When is $F(x)=x^a\sin(x^{-b})$ with $F(0)=0$ of bounded variation on $[0,1]$?

I'm trying to show that $F(x)=x^a\sin\left(x^{-b}\right)$ for $0<x \leq 1$ and $F(0)=0$ has bounded variation only if $a>b$.

I know I have to show there exist an $M< \infty$ such that for any partition $0=t_0<t_1<...<t_n=1$ we have

$$\sum_{j=1}^N |F(t_j)-F(t_{j-1})|<M \iff |F(t_1)| + \sum_{j=2}^N |F(t_j)-F(t_{j-1})|<M .$$

I'm stuck here.

Solution 1:

[I'm assuming in this answer that $a,b>0$.]

Note that $f$ is continuous on $[0,1]$ and its derivative on $(0,1]$ reads as: $$ f'(x)=ax^{a-1}\sin(x^{-b})-bx^{a-b-1}\cos(x^{-b}),\quad x\in(0,1]. $$

We want to study the integrability of $f$ on $[0,1]$. On the one hand, since $a-1>-1$, one has $$ I(x):=ax^{a-1}\sin(x^{-b})\in L^1([0,1]) $$ since $I$ extends continuously to $[0,1]$. Thus it suffices to study the integrability of $$ J(x):=x^{a-b-1}\cos(x^{-b}),\quad x\in(0,1]. $$

On the other hand, according to the accepted answer to a related question When is $\int_{0}^1|x^{a-b-1}\cos(x^{-b})|\ dx<\infty$?, one can conclude that

$f'\in L^1([0,1])$ if and only if $a>b$.

Now, we have the following two cases.

• If $0<a\leq b$, then $f'$ is not absolutely integrable on $[0,1]$, which implies that $f$ cannot be BV on $[0,1]$.

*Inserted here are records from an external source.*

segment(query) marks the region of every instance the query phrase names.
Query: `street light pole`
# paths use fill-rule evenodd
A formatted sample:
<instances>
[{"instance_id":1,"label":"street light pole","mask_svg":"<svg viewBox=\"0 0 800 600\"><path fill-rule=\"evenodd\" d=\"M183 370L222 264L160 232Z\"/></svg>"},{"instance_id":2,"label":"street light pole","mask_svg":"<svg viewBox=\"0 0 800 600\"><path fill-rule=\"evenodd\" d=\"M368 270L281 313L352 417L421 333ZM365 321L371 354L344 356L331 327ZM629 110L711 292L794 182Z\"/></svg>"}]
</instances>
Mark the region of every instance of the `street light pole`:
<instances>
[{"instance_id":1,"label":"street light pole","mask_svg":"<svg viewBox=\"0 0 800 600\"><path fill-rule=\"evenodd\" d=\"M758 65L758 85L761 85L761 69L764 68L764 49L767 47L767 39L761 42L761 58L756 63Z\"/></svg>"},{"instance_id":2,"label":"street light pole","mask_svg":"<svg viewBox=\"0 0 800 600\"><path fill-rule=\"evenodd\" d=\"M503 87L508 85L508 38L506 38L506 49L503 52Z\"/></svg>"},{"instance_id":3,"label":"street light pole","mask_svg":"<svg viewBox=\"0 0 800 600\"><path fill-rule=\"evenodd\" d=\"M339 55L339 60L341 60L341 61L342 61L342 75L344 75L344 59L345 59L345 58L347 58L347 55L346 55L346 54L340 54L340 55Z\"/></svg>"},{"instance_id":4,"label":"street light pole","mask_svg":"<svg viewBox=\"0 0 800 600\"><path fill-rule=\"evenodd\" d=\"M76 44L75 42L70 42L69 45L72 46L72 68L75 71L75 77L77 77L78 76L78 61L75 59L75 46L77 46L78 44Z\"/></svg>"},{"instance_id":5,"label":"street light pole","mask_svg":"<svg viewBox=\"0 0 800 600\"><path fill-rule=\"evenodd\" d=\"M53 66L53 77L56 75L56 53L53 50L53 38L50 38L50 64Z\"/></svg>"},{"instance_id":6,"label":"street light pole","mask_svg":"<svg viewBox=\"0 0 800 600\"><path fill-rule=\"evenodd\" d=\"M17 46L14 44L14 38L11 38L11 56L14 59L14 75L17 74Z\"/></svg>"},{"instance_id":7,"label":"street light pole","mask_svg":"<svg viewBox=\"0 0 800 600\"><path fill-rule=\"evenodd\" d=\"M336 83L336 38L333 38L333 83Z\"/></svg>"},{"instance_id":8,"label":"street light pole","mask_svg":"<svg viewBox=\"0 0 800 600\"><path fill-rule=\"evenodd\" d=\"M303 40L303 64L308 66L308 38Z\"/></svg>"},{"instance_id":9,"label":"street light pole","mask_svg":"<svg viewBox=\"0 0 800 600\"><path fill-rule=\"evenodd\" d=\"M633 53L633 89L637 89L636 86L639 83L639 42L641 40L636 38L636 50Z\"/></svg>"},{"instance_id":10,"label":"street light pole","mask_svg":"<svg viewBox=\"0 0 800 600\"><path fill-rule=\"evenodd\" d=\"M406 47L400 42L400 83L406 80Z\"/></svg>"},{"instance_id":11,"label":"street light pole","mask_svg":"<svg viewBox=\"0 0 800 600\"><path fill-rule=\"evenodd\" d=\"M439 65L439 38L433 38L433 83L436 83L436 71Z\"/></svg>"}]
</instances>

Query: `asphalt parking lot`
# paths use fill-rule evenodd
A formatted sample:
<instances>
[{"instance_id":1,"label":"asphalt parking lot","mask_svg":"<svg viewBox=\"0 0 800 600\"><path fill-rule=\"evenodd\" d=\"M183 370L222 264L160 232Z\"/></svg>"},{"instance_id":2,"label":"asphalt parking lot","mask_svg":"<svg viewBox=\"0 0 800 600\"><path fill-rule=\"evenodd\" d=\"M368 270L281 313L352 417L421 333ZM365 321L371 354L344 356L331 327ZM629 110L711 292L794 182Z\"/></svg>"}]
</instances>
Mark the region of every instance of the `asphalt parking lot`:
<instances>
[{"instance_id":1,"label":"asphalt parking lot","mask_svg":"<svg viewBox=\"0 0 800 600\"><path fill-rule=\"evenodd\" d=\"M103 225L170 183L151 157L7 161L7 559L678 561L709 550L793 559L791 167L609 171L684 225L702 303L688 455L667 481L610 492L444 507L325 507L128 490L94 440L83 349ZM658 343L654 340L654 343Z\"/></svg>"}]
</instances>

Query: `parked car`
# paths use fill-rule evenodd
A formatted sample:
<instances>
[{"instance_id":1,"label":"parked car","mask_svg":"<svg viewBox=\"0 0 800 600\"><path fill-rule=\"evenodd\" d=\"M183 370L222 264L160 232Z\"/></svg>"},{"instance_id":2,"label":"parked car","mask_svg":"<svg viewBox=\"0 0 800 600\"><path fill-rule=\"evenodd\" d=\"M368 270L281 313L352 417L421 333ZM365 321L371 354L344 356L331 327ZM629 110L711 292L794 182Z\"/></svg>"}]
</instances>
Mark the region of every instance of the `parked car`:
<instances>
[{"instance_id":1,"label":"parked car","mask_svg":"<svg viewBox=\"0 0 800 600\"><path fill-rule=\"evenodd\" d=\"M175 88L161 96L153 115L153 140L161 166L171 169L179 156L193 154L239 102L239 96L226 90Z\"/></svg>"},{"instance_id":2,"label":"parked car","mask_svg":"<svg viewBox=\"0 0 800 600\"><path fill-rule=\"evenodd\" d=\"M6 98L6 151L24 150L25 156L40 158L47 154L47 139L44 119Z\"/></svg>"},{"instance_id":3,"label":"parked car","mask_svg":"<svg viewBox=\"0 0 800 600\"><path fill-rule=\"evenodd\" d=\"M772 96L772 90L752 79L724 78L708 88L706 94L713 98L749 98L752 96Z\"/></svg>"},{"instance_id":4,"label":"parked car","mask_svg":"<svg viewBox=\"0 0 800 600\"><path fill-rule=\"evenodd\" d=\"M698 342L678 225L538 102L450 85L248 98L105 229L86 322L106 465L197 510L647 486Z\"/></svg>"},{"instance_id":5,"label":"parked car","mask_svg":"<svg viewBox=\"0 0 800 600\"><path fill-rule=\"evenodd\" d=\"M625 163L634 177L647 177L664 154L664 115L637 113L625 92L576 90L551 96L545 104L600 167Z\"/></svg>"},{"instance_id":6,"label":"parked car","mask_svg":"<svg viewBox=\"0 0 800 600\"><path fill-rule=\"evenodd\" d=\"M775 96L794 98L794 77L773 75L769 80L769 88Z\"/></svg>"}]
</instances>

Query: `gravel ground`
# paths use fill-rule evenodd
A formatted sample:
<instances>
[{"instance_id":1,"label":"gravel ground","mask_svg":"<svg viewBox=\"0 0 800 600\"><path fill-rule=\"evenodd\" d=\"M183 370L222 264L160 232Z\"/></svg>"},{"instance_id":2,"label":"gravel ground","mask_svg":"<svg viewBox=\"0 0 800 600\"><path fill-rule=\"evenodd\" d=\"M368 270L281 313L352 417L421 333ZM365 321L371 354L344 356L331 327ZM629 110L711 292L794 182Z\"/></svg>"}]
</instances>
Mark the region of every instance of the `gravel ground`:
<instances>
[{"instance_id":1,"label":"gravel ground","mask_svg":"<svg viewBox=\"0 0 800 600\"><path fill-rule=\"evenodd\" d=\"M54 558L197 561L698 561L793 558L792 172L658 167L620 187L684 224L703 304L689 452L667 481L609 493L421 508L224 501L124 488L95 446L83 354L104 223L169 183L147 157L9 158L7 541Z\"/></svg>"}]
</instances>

• If $0<b<a$, then $f'$ is absolutely integrable on $[0,1]$. According to the answer to this question: Do we have $\|F\|_{TV([a,b])}=\lim_{\epsilon\to 0+}\|F\|_{TV([a+\epsilon,b])}$ if $F:[a,b]\to\mathbb{R}$ is continuous?, since $f$ is continuous, we have the total variation $$ \|f\|_{TV([0,1])}=\lim_{\epsilon\to0+}\|f\|_{TV([\epsilon,1])}=\lim_{\epsilon\to0+}\int_\epsilon^1|f'(x)|\ dx<\infty. $$ Hence $f$ is BV on $[0,1]$.